Miss Frazer told Embassy Row yesterday that the United States was never under the illusion that Gen. Bashir would allow the United Nations to replace the African peacekeepers, whose mandate expires on Sept. 30.

She said her mission was aimed more at demonstrating to members of the U.N. Security Council, especially China, that Washington was willing to consult with the Sudanese government before the United Nations imposes its peacekeepers on Sudan.

“The reporting was factually skewed,” Miss Frazer said.

News dispatches, picked up by Embassy Row last week, said Gen. Bashir at first refused to see Miss Frazer and decided only at the last minute to grant her an audience. She explained that she arrived on Aug. 26 and spent the next day in meetings with top government officials. Her meeting with Gen. Bashir originally was set for late in the afternoon on Aug. 28 but delayed until the next day because of his own scheduling problems, she said.

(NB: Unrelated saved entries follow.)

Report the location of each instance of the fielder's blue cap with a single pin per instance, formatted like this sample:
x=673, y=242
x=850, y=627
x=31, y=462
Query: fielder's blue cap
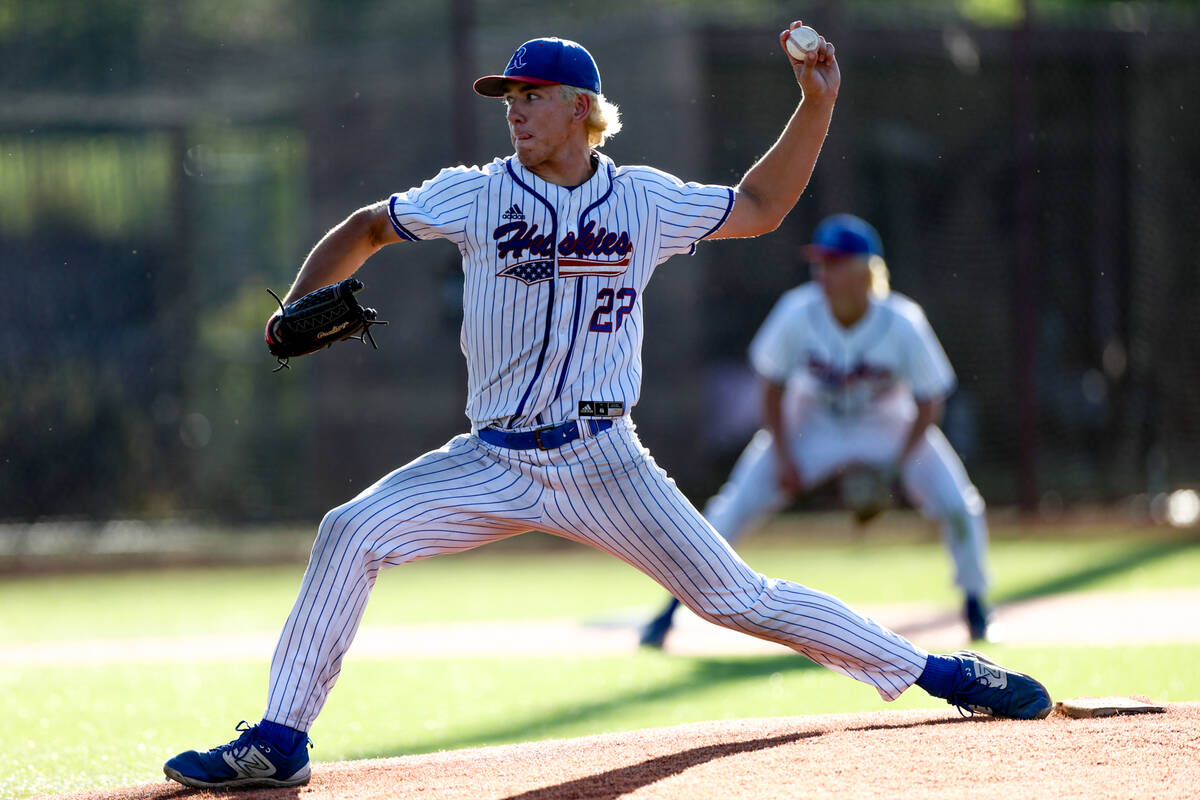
x=844, y=234
x=545, y=61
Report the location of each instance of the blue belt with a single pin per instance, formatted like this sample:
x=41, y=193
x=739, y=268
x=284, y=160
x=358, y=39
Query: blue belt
x=547, y=438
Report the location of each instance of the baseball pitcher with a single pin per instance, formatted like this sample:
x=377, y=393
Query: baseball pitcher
x=558, y=244
x=853, y=383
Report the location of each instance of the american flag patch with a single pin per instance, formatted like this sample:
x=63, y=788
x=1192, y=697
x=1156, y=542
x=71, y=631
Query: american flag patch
x=576, y=268
x=529, y=272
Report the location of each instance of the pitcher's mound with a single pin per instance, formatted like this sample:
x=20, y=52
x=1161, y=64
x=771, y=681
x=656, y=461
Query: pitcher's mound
x=911, y=755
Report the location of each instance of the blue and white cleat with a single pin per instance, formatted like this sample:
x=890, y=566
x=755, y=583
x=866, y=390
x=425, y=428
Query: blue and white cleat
x=249, y=761
x=987, y=687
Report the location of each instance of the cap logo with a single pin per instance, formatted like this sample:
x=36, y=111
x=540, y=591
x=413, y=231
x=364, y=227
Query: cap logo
x=517, y=61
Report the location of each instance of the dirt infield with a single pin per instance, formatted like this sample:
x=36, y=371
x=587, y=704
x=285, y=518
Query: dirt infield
x=913, y=755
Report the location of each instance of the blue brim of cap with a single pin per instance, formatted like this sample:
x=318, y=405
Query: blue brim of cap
x=493, y=85
x=821, y=251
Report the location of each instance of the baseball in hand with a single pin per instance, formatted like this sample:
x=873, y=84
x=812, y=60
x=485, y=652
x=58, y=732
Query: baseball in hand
x=802, y=41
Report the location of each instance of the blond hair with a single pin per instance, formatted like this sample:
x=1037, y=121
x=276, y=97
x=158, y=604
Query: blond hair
x=604, y=120
x=881, y=280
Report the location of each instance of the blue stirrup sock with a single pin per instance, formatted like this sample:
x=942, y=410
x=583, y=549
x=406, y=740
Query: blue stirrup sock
x=940, y=677
x=281, y=737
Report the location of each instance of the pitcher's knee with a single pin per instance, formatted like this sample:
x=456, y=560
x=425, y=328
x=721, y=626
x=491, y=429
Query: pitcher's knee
x=729, y=606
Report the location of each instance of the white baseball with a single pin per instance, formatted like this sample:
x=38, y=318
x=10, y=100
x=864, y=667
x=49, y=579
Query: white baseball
x=802, y=41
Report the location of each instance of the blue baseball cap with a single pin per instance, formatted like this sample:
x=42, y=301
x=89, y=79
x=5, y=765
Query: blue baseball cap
x=545, y=61
x=844, y=234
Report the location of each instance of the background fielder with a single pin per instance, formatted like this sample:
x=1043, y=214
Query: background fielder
x=558, y=244
x=852, y=376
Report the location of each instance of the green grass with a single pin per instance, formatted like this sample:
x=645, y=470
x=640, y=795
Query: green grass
x=73, y=727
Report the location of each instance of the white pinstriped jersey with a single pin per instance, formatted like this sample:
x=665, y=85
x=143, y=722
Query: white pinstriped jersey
x=892, y=349
x=553, y=277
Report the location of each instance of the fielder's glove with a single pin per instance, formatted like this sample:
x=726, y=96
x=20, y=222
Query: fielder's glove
x=319, y=319
x=867, y=491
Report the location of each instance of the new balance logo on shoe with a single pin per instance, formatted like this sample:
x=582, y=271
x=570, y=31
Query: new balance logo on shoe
x=990, y=677
x=251, y=763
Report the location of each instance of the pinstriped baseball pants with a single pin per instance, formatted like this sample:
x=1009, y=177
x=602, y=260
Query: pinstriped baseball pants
x=604, y=491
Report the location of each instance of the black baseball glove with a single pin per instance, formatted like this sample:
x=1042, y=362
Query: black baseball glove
x=867, y=491
x=319, y=319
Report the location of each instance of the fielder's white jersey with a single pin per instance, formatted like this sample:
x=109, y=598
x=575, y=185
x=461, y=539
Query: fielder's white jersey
x=552, y=296
x=891, y=350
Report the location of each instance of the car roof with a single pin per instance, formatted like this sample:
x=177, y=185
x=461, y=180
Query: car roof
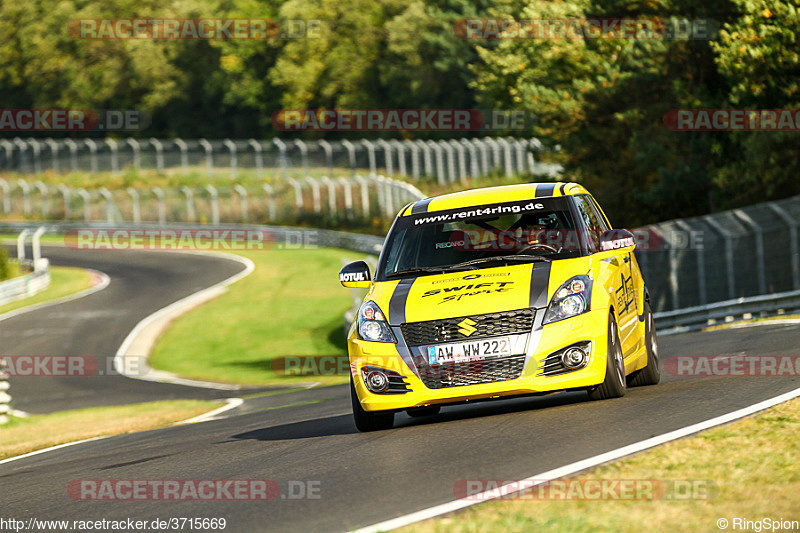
x=491, y=195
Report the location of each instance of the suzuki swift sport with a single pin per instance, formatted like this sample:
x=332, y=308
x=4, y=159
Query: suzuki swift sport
x=498, y=292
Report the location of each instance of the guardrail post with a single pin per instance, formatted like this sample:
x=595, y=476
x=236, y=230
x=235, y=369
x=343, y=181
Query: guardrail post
x=728, y=254
x=6, y=195
x=451, y=160
x=53, y=146
x=23, y=150
x=26, y=196
x=761, y=267
x=209, y=156
x=387, y=155
x=401, y=156
x=212, y=192
x=270, y=200
x=37, y=152
x=159, y=153
x=370, y=156
x=282, y=160
x=36, y=247
x=137, y=214
x=5, y=397
x=43, y=193
x=315, y=194
x=259, y=156
x=242, y=192
x=303, y=155
x=364, y=186
x=21, y=244
x=65, y=193
x=105, y=193
x=137, y=152
x=440, y=173
x=298, y=193
x=114, y=147
x=331, y=187
x=328, y=149
x=189, y=194
x=351, y=153
x=347, y=188
x=231, y=146
x=184, y=148
x=8, y=146
x=793, y=251
x=92, y=154
x=162, y=209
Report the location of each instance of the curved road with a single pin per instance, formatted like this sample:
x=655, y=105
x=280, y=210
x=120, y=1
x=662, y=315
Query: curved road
x=95, y=325
x=368, y=478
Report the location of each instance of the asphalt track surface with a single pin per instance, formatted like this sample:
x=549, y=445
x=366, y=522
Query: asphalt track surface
x=95, y=326
x=368, y=478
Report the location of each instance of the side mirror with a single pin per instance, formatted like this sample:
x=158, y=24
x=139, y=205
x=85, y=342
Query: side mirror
x=355, y=275
x=614, y=239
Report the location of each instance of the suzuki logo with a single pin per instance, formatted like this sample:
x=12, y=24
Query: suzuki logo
x=467, y=327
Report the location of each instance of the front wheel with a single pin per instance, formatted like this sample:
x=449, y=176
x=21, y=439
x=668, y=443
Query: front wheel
x=369, y=420
x=651, y=374
x=613, y=385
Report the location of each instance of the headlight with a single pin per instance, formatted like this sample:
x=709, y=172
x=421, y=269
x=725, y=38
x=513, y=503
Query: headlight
x=372, y=326
x=571, y=299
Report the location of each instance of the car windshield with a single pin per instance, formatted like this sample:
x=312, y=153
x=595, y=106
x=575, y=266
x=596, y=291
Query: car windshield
x=479, y=237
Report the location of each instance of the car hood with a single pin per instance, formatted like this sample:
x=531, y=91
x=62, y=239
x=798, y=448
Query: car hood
x=471, y=292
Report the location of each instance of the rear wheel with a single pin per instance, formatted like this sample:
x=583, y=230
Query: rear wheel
x=419, y=412
x=651, y=374
x=613, y=385
x=369, y=420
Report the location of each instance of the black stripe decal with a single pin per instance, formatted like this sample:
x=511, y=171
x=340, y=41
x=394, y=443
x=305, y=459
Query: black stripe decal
x=545, y=189
x=421, y=206
x=540, y=280
x=397, y=303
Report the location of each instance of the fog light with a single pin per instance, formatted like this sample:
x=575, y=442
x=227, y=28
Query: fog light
x=573, y=358
x=377, y=381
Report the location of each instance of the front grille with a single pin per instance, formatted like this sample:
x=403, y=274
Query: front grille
x=440, y=376
x=488, y=325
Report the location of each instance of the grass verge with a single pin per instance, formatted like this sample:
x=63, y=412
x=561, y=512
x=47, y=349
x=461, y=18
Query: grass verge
x=63, y=282
x=23, y=435
x=291, y=305
x=761, y=483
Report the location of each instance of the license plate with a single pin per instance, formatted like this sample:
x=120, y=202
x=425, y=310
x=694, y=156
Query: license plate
x=469, y=351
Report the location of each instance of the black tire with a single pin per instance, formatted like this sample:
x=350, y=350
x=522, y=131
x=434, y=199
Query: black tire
x=651, y=374
x=419, y=412
x=613, y=385
x=369, y=420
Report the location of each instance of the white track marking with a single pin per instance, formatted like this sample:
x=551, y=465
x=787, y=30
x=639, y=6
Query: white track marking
x=230, y=403
x=50, y=449
x=104, y=282
x=576, y=467
x=161, y=318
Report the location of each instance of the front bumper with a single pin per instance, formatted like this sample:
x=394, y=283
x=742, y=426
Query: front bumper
x=591, y=326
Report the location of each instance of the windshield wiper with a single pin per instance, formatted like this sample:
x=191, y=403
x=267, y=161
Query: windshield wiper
x=524, y=258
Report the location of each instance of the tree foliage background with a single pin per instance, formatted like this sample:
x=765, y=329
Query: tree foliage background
x=602, y=102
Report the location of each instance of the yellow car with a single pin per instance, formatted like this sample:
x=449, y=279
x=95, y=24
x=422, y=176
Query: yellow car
x=498, y=292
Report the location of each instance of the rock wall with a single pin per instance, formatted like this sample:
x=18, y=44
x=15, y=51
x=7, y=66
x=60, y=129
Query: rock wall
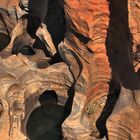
x=100, y=53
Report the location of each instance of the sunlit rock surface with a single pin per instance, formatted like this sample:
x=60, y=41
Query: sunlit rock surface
x=97, y=45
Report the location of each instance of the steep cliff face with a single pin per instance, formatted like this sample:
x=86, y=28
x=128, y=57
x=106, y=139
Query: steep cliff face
x=100, y=53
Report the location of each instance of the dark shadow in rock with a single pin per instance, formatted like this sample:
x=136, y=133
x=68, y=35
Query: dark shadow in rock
x=4, y=41
x=119, y=45
x=45, y=121
x=112, y=98
x=119, y=52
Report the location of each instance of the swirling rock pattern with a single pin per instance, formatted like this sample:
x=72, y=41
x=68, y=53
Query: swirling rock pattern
x=98, y=65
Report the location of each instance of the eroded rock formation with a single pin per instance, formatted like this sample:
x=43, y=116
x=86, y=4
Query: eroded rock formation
x=99, y=52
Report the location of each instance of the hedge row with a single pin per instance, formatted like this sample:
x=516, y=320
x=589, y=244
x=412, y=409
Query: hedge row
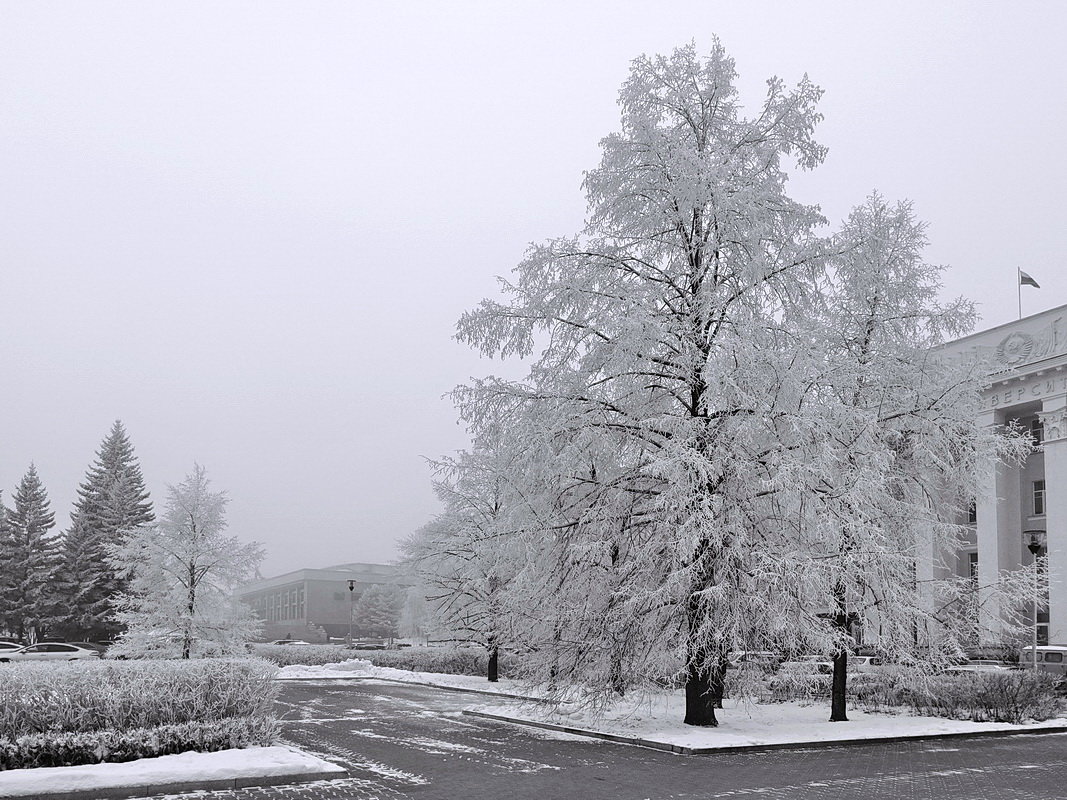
x=983, y=697
x=97, y=696
x=452, y=660
x=64, y=749
x=91, y=712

Miss Frazer held talks with Gen. Bashir at his home in what she described as a “cordial” meeting. She delivered a letter from President Bush, urging Gen. Bashir to recognize that the African Union troops were overburdened and needed to be supplemented by U.N. forces.

She explained that the Security Council does not need Gen. Bashir’s permission to deploy the peacekeepers. Of the 7,000 African forces currently in Sudan, about 5,000 have sufficient training to serve under U.N. command, Miss Frazer said.

The Security Council resolution authorizing the peacekeepers only “invites the consent,” not the approval, of the Sudanese government, she added.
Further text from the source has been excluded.